Metadata-Version: 2.1
Name: pycol_complexity
Version: 0.0.3
Summary: Python Package for complexity measures
Home-page: https://github.com/DiogoApostolo/pycol
Author: Diogo Apostolo
Author-email: ogoid.478@gmail.com
Classifier: Programming Language :: Python :: 3
Classifier: License :: OSI Approved :: GNU General Public License (GPL)
Classifier: Operating System :: OS Independent
Requires-Python: >=3.7
Description-Content-Type: text/markdown


[![contributions welcome](https://img.shields.io/badge/contributions-welcome-brightgreen.svg?style=flat)](https://github.com/dwyl/esta/issues)

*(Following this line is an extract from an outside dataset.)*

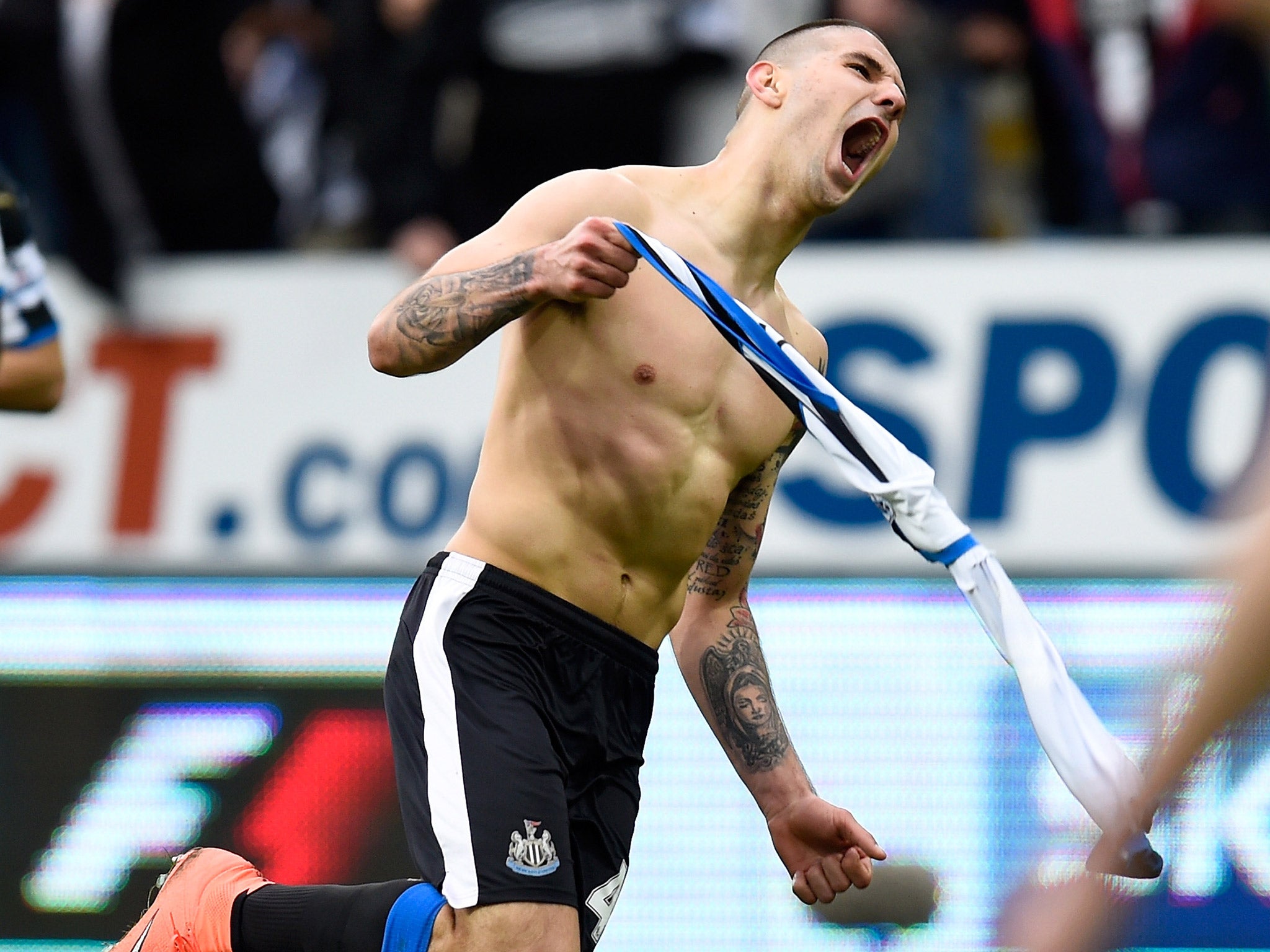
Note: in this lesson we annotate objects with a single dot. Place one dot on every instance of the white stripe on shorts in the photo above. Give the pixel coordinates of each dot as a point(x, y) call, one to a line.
point(446, 795)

# pycol: Python Class Overlap Library

The Python Class Overlap Library (`pycol`) assembles a set of data complexity measures associated to the problem of class overlap. 

The combination of class imbalance and overlap is currently one of the most challenging issues in machine learning. However, the identification and characterisation of class overlap in imbalanced domains is a subject that still troubles researchers in the field as, to this point, there is no clear, standard, well-formulated definition and measurement of class overlap for real-world domains.

This library characterises the problem of class overlap according to multiple sources of complexity, where four main class overlap representations are acknowledged: **Feature Overlap**, **Instance Overlap**, **Structural Overlap**, and **Multiresolution Overlap**.

Existing open-source implementations of complexity measures include the [DCoL](https://github.com/nmacia/dcol) (C++), [ECoL](https://github.com/lpfgarcia/ECoL), and the recent [ImbCoL](https://github.com/victorhb/ImbCoL), [SCoL](https://github.com/lpfgarcia/SCoL), and [mfe](https://github.com/rivolli/mfe) packages (R code). There is also 
[pymfe](https://github.com/ealcobaca/pymfe) in Python. Regarding class overlap measures, these packages consider the implementation of the following: F1, F1v, F2, F3, F4, N1, N2, N3, N4, T1 and LSCAvg. `ImbCoL` further provides a decomposition by class of the original measures and `SCoL` focuses on simulated complexity measures. In order to foster the study of a more comprehensive set of measures of class overlap, we provide an extended Python library, comprising the class overlap measures included in the previous packages, as well as an additional set of measures proposed in recent years. Furthermore, this library implements additional adaptations of complexity measures to class imbalance. 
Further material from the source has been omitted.